What is a Pinniped?
Pinnipeds are aquatic and carnivorous mammals that belong to the order Pinnipedia. They are commonly known as seals and they comprise of the Odobenidae, Otariidae and the Phocidae monophyletic families. There are 33 species of pinnipeds, which consist of fourteen species of otariids, eighteen for phocids, and one for the walrus. Their population is slightly over 28% of the marine mammals' population. Extant pinnipeds compose of a small portion of the initial diverse group of the animals. For instance, there is only one species of walrus currently, but in the past there were more than fifteen of them.
General Features of Pinnipeds
Pinnipeds spend their lives primarily in the water, but they are also dependent on land unlike other sea creatures such as dolphins and whales. They occasionally come ashore to bask in the sun and rest, and most of them congregate on the sea ice or the beaches at least once per year for breeding.
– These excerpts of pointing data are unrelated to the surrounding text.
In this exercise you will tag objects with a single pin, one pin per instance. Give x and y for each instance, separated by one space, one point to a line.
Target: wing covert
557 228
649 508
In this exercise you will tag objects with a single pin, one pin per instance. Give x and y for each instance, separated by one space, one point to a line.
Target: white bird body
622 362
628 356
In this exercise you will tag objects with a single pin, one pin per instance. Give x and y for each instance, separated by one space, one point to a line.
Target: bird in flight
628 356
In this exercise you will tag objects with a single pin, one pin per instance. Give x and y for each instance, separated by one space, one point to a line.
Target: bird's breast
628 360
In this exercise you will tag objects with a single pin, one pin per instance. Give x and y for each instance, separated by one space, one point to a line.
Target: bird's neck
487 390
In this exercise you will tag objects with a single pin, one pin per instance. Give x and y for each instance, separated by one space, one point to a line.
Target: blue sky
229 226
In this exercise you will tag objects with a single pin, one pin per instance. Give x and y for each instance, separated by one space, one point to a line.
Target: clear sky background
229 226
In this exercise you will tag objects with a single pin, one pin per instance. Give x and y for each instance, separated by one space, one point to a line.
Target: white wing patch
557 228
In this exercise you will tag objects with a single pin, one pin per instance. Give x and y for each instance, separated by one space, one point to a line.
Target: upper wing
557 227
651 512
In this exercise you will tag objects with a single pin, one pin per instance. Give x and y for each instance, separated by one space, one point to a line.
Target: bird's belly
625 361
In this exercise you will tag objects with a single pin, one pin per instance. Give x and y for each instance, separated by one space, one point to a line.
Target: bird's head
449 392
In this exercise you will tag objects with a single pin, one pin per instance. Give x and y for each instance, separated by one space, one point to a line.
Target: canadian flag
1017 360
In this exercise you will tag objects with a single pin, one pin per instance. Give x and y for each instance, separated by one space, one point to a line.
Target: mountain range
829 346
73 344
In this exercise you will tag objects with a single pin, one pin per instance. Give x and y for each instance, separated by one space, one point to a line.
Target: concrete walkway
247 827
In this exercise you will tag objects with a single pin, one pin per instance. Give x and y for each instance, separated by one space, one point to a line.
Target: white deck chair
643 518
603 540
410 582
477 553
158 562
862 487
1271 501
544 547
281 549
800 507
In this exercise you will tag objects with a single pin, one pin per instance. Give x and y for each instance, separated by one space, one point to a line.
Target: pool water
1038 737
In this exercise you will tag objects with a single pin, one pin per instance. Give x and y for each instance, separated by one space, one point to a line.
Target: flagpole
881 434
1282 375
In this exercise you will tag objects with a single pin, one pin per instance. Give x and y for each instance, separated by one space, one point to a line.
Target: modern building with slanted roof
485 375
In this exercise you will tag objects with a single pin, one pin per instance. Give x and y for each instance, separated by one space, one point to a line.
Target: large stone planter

Besides, pinnipeds have a thick layer of fat under their skin, which helps reduce the loss of body heat in the surrounding cold environment (water). Moreover, the thick layer stores energy and make the body shape of pinnipeds to be streamlined so that they can quickly move in water.
Pinnipeds have unique lungs with airways which are highly strengthened with smooth muscles and cartilaginous rings. They usually exhale to empty their lungs before diving, and then close their throat cartilages and nostrils to avoid any harm on the trachea. Pinnipeds can reinflate their lungs in case of total failure of their respiration. Pinniped's hearts have a moderately flat shape to enable its lungs to deflate during diving, while the trachea can easily collapse under pressure because of its flexibility. Seals also have sinuses in their middle ears which are filled with blood to prevent middle ear squeeze when they are diving. Mainly, the circulatory systems of pinnipeds contain increased complexity and enlarged veins to enhance their capacity during diving.
A pinniped has a long-term memory that enables it to understand and gain the desired behavior after training. In fact, it can perform an activity or a trick after over three months of being passive to the act. According to one match-to-sample task research, one California sea lion (a kind of pinniped) showed understanding of equivalence, symmetry, and transitivity while the second one could not do the work. They demonstrated that they understand simple commands and syntax if they are taught human-made sign language but they could hardly use the signs logically or semantically.
Pinnipeds have also be seen doing rhythmic entrainments like parrots and human beings. The entrainment was witnessed in 2011 when a captive California sea lion was spotted bobbing its head to synchronize to the rhythms of music. Moreover, a captive harbor seal was able to imitate human laughter and phrases after training in 1971. Due to their intelligence, trainers often use seals in entertainment. A typical example of a trick is when a trainer makes the animal accidentally balance a ball on its nose when he tosses the ball on it.